It is common knowledge that one of life’s important components is the care of self, from our personal accountability to our actions. We grasp that we cannot properly tend to another if our own energies are depleted. When we have taken care of our needs, we’re better equipped to support people and duties. Some may tag this as ‘self-care,’ ‘self-preservation’ or a means of radical love. Now how did the mania for “self” foster inequality, segregation, greed, economic and psychological disparities? Why did we let it get to a point where some have become so cynical, or worse, apathetic to the unjustness that surrounds us? How can we bulldoze the conditioning of a zero-sum mentality and enact fairness, principally for those most vulnerable?
Learning to care for our communities’ needs as part of total well-being extends bountifully in all directions. We are capable of doing both: caring for ourselves while being of service. (In fact, we cannot do one without the other.) A service that moves beyond selflessness; one that recognizes our needs as inextricably linked with that of others.

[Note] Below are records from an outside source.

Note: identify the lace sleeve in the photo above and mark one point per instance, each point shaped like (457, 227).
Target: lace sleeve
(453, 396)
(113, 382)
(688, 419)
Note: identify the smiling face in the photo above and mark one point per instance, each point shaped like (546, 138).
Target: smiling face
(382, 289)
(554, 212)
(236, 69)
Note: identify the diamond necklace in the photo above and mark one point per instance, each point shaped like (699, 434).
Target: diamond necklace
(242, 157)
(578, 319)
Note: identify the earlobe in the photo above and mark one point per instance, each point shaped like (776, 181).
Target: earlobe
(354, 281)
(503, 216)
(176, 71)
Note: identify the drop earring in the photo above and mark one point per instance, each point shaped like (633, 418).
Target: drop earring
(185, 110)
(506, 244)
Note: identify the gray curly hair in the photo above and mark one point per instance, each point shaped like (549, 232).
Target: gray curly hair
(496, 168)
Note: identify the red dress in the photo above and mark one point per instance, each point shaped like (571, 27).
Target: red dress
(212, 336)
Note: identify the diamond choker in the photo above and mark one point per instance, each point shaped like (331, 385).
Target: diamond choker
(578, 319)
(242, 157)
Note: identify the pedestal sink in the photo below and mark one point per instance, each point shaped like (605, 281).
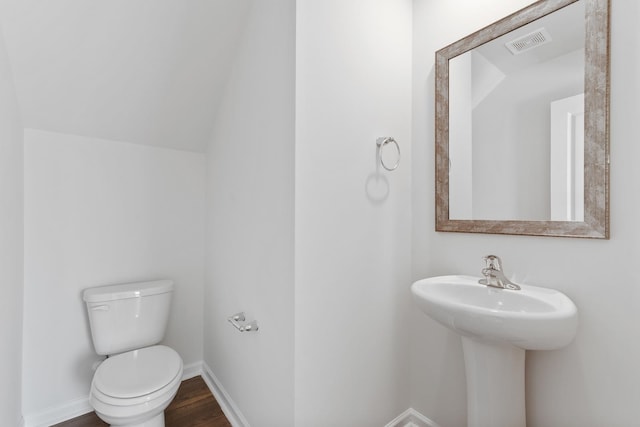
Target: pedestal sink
(497, 326)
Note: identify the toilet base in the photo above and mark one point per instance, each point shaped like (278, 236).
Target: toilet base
(157, 421)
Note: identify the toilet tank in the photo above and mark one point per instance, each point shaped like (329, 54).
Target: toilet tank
(128, 316)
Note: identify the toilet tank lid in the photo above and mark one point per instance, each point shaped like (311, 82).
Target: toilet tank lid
(127, 290)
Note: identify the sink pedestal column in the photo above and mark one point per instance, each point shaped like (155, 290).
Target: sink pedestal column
(495, 384)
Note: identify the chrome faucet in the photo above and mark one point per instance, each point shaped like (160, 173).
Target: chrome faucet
(494, 276)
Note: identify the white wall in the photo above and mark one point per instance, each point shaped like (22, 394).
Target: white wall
(250, 220)
(353, 219)
(100, 212)
(594, 381)
(11, 243)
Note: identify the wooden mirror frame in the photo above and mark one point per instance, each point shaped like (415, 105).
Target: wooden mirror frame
(596, 155)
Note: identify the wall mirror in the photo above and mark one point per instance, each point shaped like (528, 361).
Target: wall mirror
(522, 124)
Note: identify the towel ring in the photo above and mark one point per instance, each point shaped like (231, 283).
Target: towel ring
(381, 142)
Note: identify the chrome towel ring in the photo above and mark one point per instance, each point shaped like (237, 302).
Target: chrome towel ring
(381, 142)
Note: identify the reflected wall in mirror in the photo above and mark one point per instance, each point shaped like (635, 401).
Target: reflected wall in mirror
(522, 116)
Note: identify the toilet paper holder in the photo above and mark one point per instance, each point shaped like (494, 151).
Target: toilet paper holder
(239, 321)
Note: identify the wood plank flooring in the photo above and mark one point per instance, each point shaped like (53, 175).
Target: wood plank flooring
(193, 406)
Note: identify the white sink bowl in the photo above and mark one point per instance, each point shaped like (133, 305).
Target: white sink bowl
(532, 318)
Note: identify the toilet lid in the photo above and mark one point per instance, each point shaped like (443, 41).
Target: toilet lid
(138, 372)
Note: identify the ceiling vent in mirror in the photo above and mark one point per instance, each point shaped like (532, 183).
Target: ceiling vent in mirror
(529, 41)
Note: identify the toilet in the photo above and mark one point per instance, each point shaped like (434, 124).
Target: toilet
(139, 378)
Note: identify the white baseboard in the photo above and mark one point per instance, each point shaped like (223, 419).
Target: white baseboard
(191, 370)
(228, 406)
(412, 418)
(58, 414)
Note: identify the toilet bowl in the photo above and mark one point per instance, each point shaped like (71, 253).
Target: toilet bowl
(134, 388)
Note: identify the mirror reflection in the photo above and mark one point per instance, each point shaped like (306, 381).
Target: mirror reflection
(522, 124)
(516, 120)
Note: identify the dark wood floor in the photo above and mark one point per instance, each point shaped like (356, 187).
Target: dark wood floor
(193, 406)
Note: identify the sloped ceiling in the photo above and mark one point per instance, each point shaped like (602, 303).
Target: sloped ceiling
(141, 71)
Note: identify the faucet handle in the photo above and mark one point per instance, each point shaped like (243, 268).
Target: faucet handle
(493, 262)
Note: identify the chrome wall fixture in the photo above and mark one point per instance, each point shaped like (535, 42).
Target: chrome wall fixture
(239, 322)
(381, 142)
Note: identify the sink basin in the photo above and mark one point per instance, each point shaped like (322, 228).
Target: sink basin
(497, 326)
(532, 318)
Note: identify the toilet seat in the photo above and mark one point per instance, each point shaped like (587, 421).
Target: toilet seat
(137, 376)
(137, 373)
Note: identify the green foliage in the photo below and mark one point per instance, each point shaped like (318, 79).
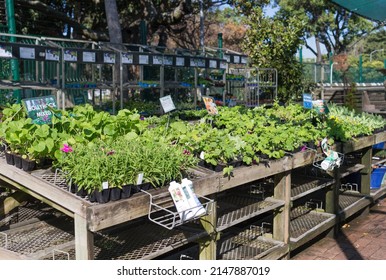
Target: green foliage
(333, 26)
(273, 43)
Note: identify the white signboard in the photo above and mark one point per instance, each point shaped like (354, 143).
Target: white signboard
(52, 55)
(89, 57)
(143, 59)
(27, 53)
(157, 60)
(70, 55)
(127, 58)
(180, 61)
(167, 103)
(168, 60)
(109, 57)
(5, 51)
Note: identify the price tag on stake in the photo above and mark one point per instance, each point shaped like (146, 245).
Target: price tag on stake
(140, 178)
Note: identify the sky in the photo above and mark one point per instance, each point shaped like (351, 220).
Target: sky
(306, 52)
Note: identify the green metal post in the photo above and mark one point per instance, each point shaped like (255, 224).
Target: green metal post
(12, 30)
(301, 55)
(219, 43)
(360, 69)
(143, 32)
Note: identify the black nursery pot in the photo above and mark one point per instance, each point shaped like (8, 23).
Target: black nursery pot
(128, 191)
(9, 158)
(18, 161)
(102, 196)
(27, 164)
(115, 194)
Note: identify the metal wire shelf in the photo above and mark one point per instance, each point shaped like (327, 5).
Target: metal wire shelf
(163, 212)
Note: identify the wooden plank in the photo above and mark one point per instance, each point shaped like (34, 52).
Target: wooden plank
(376, 194)
(246, 174)
(84, 240)
(276, 253)
(37, 196)
(23, 180)
(358, 144)
(11, 202)
(312, 233)
(366, 160)
(354, 208)
(208, 245)
(380, 137)
(282, 191)
(9, 255)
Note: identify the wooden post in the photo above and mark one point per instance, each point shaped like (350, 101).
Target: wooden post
(208, 245)
(332, 201)
(366, 160)
(84, 239)
(12, 201)
(281, 221)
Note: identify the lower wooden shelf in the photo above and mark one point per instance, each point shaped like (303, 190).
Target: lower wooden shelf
(250, 245)
(307, 224)
(351, 202)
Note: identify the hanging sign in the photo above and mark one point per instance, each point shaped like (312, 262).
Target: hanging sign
(168, 60)
(37, 108)
(143, 59)
(167, 103)
(89, 57)
(180, 61)
(70, 55)
(320, 106)
(109, 58)
(307, 101)
(52, 55)
(27, 53)
(157, 60)
(210, 105)
(127, 58)
(212, 63)
(5, 51)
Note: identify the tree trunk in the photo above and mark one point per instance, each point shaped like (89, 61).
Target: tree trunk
(115, 34)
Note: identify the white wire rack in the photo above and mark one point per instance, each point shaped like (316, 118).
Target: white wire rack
(320, 157)
(163, 212)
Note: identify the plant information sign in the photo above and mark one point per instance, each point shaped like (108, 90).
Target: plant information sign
(167, 103)
(307, 100)
(210, 105)
(38, 108)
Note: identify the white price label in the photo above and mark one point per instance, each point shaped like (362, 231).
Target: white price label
(140, 178)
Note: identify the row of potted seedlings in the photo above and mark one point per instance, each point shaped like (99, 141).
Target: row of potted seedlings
(103, 153)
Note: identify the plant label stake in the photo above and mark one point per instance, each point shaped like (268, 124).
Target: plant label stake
(167, 106)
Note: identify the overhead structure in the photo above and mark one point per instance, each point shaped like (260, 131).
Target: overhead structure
(373, 10)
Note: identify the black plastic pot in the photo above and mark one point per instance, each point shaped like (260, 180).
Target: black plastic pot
(9, 158)
(27, 164)
(102, 196)
(18, 161)
(115, 194)
(128, 191)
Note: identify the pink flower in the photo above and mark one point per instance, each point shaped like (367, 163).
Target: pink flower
(66, 148)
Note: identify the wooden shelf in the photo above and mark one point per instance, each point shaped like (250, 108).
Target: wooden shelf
(351, 202)
(307, 224)
(249, 245)
(234, 209)
(305, 185)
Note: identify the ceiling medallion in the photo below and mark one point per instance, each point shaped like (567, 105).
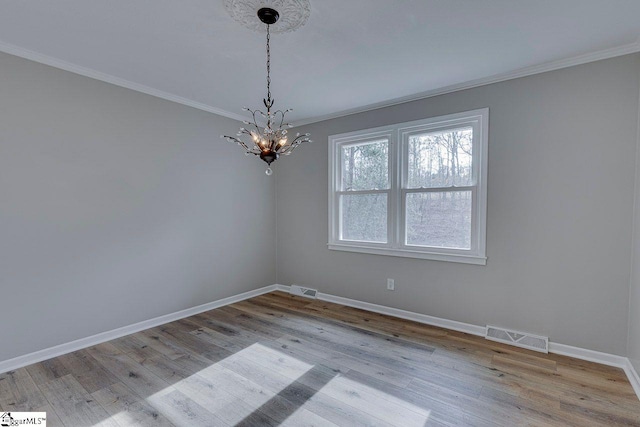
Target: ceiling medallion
(271, 141)
(293, 13)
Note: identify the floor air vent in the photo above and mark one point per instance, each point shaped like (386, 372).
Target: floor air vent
(519, 339)
(303, 292)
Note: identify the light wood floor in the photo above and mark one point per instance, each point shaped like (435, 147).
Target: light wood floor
(281, 360)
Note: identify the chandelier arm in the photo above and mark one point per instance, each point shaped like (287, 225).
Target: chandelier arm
(237, 141)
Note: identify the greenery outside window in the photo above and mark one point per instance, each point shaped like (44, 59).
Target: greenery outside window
(415, 189)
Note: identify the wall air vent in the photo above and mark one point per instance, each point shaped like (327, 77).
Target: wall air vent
(519, 339)
(303, 292)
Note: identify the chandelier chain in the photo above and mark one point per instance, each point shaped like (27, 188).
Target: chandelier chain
(268, 66)
(270, 141)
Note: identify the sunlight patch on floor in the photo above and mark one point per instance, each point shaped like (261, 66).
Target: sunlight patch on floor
(223, 392)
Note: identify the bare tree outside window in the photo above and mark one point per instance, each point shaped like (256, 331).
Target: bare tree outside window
(416, 189)
(438, 161)
(365, 167)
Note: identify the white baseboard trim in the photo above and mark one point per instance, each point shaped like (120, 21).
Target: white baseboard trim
(633, 376)
(561, 349)
(58, 350)
(408, 315)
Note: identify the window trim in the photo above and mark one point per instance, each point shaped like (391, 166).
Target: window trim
(396, 218)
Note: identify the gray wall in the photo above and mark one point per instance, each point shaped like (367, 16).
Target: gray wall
(633, 351)
(562, 149)
(117, 207)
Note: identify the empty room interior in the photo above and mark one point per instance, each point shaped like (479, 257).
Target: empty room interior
(454, 242)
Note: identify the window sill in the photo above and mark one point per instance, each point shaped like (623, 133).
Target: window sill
(407, 253)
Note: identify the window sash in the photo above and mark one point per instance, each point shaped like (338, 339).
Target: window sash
(398, 136)
(474, 226)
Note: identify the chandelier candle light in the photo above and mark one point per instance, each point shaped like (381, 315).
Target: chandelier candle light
(272, 140)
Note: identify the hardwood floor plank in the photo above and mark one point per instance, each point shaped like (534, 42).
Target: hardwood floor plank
(126, 408)
(73, 405)
(18, 391)
(282, 360)
(183, 411)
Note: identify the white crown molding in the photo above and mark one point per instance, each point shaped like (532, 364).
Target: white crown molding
(496, 78)
(58, 350)
(107, 78)
(523, 72)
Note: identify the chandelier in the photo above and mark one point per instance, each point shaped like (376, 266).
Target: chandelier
(272, 140)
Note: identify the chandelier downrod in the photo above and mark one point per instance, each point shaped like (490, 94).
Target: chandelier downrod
(269, 142)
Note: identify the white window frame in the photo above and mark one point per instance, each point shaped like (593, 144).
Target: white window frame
(397, 136)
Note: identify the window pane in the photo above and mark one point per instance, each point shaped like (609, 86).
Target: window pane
(365, 166)
(439, 219)
(363, 217)
(440, 159)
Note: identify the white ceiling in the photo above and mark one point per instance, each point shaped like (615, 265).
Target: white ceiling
(351, 55)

We shout for independence, yet not loud enough for the dignity of our neighbours near and far. Averting our eyes to compounded realities stifles growth and limits our perceptions, while issues remain left for somebody else to solve. Its consequences – whether placid or hostile – affect everyone and the diffusion of civil responsibility only intensifies them. Our problems demand our engagement, in so far as possible, our deep awareness. No amount of ‘self-care’ indulgence, consumption, isolation or privileged safeguard compares to the inherent values of connection, kindness, and commitment to the human family.
The clearest reality is that we are ALL in this together!
So yes, change starts with us, within us. But it does not have to end there. Interpersonal acts can be as simple as giving food to someone homeless, reaching out to others, organizing a communal group, donating to a local shelter, signing public urgency petitions, buying groceries for someone who is sick, sharing vulnerability with a friend, or welcoming someone with a smile. While we’re here, let’s do life through the full breadth of love with the realization that it must be done as a collective. Let’s turn to the relationships, communities, and world that hold us with a cup that runs over.